Wow and I really support the hypothesis of one of the posters that you have weak dopamine synthesis. I feel I'm really helped by dark chocolate: the stuff is just loaded with many things we need: dopamine, magnesium, and other minerals. Just don't go overboard because it does have caffeine. Start with small amounts and build up but not too high. Other foods that may help are those containing melatonin! It's cherry season and cherries are loaded with melatonin!
on June 22, 2012
at 06:15 AM
The excess cortisol is being produced because your adrenals are burnt out and do not respond to cortisol as well anymore so the body produces more. The backup is adrenaline...and that is what's causing all your symptoms of racing heart, light sensitivity, pins needles etc.
on June 22, 2012
at 03:00 AM
Chris you may want to consider using PharmaGABA by Thorne. I works great and without all the side-effects of SSRIs. Its good stuff. So is 5htp.
They work really well for anxiety. Good luck
on June 21, 2012
at 08:43 PM
Another condition to consider would be an inner ear condition such as labyrinthitis. http://en.wikipedia.org/wiki/Labyrinthitis
I had an episode of panic/anxiety that began quite suddenly in november (never had anxiety before), and someone suggested that I look into this. I had many of your same symptoms: racing heart, trouble breathing, light/noise sensitivity (sudden regular volume sounds or motions would make me 'jump' inside), digestive upset, and dizziness that has still not gone away completely.

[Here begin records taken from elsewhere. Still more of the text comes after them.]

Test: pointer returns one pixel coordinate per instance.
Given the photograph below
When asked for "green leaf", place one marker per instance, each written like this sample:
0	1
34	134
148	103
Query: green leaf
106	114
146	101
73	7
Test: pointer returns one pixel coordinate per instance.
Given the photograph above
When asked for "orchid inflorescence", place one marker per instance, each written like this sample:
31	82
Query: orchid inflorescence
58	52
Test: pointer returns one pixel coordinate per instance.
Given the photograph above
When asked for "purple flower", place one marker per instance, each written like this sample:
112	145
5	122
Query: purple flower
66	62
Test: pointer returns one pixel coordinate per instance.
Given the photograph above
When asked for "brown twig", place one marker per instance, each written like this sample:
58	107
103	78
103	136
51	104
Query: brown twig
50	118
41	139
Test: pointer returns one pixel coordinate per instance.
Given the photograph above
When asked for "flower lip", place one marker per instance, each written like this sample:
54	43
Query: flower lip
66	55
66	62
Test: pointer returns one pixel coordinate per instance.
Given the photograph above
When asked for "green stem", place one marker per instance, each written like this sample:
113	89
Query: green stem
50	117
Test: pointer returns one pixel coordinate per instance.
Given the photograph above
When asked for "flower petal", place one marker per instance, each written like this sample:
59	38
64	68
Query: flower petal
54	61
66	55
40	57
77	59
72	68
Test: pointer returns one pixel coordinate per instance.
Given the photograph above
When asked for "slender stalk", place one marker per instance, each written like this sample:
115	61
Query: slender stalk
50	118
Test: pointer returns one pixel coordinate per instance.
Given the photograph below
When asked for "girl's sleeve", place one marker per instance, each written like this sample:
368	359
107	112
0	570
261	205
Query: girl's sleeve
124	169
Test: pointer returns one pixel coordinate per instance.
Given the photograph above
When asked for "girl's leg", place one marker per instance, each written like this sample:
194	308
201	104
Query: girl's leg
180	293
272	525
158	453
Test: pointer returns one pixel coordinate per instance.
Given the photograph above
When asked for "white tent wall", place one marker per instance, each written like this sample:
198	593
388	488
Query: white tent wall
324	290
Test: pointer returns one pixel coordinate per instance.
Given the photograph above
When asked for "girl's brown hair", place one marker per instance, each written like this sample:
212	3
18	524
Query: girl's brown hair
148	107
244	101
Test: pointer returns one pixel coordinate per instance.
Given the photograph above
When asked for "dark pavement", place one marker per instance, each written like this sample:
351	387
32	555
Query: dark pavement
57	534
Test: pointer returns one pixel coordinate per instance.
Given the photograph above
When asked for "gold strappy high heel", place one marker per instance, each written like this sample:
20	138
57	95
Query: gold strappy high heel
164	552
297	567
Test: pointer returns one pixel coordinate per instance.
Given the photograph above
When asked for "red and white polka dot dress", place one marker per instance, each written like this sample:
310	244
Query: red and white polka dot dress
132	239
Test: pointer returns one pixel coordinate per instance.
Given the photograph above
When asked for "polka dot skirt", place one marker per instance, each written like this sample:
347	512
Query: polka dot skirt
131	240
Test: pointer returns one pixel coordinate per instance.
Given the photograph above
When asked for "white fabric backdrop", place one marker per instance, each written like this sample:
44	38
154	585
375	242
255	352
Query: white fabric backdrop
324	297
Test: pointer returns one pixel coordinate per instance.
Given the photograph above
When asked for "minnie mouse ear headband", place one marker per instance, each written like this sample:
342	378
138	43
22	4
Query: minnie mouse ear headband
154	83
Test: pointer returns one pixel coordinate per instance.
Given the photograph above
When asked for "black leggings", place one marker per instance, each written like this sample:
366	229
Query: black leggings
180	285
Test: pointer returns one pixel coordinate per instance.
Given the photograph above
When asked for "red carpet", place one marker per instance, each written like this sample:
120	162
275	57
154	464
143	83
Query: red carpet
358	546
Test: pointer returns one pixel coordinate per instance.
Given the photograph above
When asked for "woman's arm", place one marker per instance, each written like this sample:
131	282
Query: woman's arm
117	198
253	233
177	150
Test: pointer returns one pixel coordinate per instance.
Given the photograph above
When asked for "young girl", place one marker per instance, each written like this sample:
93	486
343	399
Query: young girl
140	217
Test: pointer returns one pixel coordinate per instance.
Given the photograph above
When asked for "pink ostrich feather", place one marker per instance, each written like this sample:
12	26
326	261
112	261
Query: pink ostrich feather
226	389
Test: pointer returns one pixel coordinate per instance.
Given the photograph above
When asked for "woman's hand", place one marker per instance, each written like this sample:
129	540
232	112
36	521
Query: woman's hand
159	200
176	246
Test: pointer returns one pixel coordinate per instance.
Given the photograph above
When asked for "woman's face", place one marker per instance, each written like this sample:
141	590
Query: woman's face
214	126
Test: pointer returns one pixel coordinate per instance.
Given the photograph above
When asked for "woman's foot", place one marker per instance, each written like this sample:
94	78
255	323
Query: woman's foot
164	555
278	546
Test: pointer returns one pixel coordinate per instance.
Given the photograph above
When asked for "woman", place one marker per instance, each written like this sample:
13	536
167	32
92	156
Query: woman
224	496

I ultimately decided that I should tackle it from the digestive side, but the information I read about inner ear infections was really fascinating (and might be relevant given your dizziness). There seems to be a strong connection to anxiety since the vestibular system sends cues about the location of objects in your environment and, through its interaction with neurotransmitters, is also partially responsible for your emotional reaction to your environment. In fact, one of the first symptoms of an inner ear infection (from which, if I understand it correctly, you would likely NOT have a fever), is a panic attack. Beyond the acute phase, milder symptoms can last for months or even years. I don't think there's much they can do after the acute phase, but it might be worth looking into.
That said, I've found remarkable improvement by modifying my paleo approach to be more of a Paleo + GAPS + low FODMAP approach. After reading lots of the wonderful information on Chris Kresser's website, I'm pretty convinced I have SIBO (which I think is quite correlated with anxiety). I'm seeing much more dramatic results through the elimination of specific carbohydrates than I did from simply going paleo (although I should note that I went gluten-free long before I went paleo, and that improvement was quite dramatic).
It sounds like you have found some good treatments for yourself, but I just wanted to throw these ideas out there.
on June 21, 2012
at 05:22 PM
This might be a totally wildcard suggestion, but have you or your doctor considered porpheria?
I saw it on an episode of House a few years ago.
on June 21, 2012
at 05:22 PM
Good for you for wanting to get this fixed. It does sound like there might be some anxiety issues, but I'm not a doctor, so I can't give advice on that. What I can say is that antidepressant/anti-anxiety medications do have a time and a place. Lexapro didn't work for me (and I gained a ton of weight), and neither did Prozac or Effexor. Wellbutrin XL worked wonders for many years while I struggled with the depression that I now think was influenced by my vegetarian lifestyle. If you decide to use the medication your doctor prescribed, stick with it for at least a month to see if it works. If it doesn't, don't give up! There may be something that can help.
I'm also very impressed by how you're integrating therapy, medicine, yoga, and accupuncture. Good for you for being willing to try such a variety of techniques to improve your life.